EULERIAN-LAGRANGIAN ANALYSIS OF TRANSPORT CONDITIONED ON HYDRAULIC DATA .1. ANALYTICAL-NUMERICAL APPROACH

Recently, a unified Eulerian-Lagrangian theory has been developed by one of us for nonreactive solute transport in space-time nonstationary velocity fields. We describe a combined analytical-numerical method of solution based on this theory for the special case of steady state flow in a mildly fluctuating; statistically homogeneous, lognormal hydraulic conductivity field. We take the unconditional mean velocity to be uniform but allow conditioning on measurements of log hydraulic conductivity (or transmissivity) and/or hydraulic head. This renders the velocity field nonstationary. We solve the conditional transport problem analytically at early time and express it in pseudo-Fickian form at later time. The deterministic pseudo-Fickian equations involve a conditional, space-time dependent dispersion tenser which we evaluate numerically along mean ''particle'' trajectories.
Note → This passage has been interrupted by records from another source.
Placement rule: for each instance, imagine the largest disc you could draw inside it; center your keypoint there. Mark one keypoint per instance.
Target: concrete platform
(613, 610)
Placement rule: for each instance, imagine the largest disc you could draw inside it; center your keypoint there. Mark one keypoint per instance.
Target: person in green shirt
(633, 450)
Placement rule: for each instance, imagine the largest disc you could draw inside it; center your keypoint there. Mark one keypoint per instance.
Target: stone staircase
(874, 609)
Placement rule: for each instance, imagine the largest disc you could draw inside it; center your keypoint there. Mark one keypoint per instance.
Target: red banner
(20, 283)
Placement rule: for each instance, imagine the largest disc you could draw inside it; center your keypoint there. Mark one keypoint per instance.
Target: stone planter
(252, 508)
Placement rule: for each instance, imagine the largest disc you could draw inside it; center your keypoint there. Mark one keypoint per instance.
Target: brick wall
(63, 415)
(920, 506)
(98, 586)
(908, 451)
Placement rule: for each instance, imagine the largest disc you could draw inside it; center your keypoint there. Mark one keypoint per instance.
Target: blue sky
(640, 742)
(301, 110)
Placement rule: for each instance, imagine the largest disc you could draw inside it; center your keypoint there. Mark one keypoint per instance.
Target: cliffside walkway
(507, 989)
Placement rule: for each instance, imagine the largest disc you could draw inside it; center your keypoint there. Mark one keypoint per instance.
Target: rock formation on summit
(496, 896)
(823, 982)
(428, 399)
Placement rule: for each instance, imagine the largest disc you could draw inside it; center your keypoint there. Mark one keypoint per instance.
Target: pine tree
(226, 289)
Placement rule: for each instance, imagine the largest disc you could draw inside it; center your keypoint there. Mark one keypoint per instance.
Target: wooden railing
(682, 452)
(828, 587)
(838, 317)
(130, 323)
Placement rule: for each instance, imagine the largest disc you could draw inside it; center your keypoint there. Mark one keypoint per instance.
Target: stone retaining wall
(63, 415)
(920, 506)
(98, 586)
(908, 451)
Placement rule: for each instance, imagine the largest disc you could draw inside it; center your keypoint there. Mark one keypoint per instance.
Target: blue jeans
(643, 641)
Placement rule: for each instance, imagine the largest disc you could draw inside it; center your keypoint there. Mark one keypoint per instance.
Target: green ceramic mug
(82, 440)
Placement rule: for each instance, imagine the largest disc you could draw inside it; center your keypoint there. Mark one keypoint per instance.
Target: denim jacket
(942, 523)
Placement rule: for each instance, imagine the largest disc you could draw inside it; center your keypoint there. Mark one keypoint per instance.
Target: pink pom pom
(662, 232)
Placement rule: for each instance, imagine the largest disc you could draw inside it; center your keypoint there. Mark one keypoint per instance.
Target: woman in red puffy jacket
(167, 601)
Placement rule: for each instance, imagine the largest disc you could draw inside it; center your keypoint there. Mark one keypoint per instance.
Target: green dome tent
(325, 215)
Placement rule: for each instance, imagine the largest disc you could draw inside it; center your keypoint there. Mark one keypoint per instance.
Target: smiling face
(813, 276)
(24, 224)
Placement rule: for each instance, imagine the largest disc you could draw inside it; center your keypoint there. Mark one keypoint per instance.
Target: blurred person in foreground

These equations lend themselves to accurate solution by standard Galerkin finite elements on a relatively coarse grid. The final step is an explicit numerical computation of lower bounds on conditional concentration prediction variance-covariance (and coefficient of variation), travel time distribution, cumulative mass release across a ''compliance surface,'' the associated error, and plume spatial moments. Our method also allows quantification of the uncertainty in the original source location of any solute ''particle'' located anywhere in the field, at any time. This paper describes the methodology and presents some unconditional results. Conditioning and more advanced computations are presented in the subsequent papers.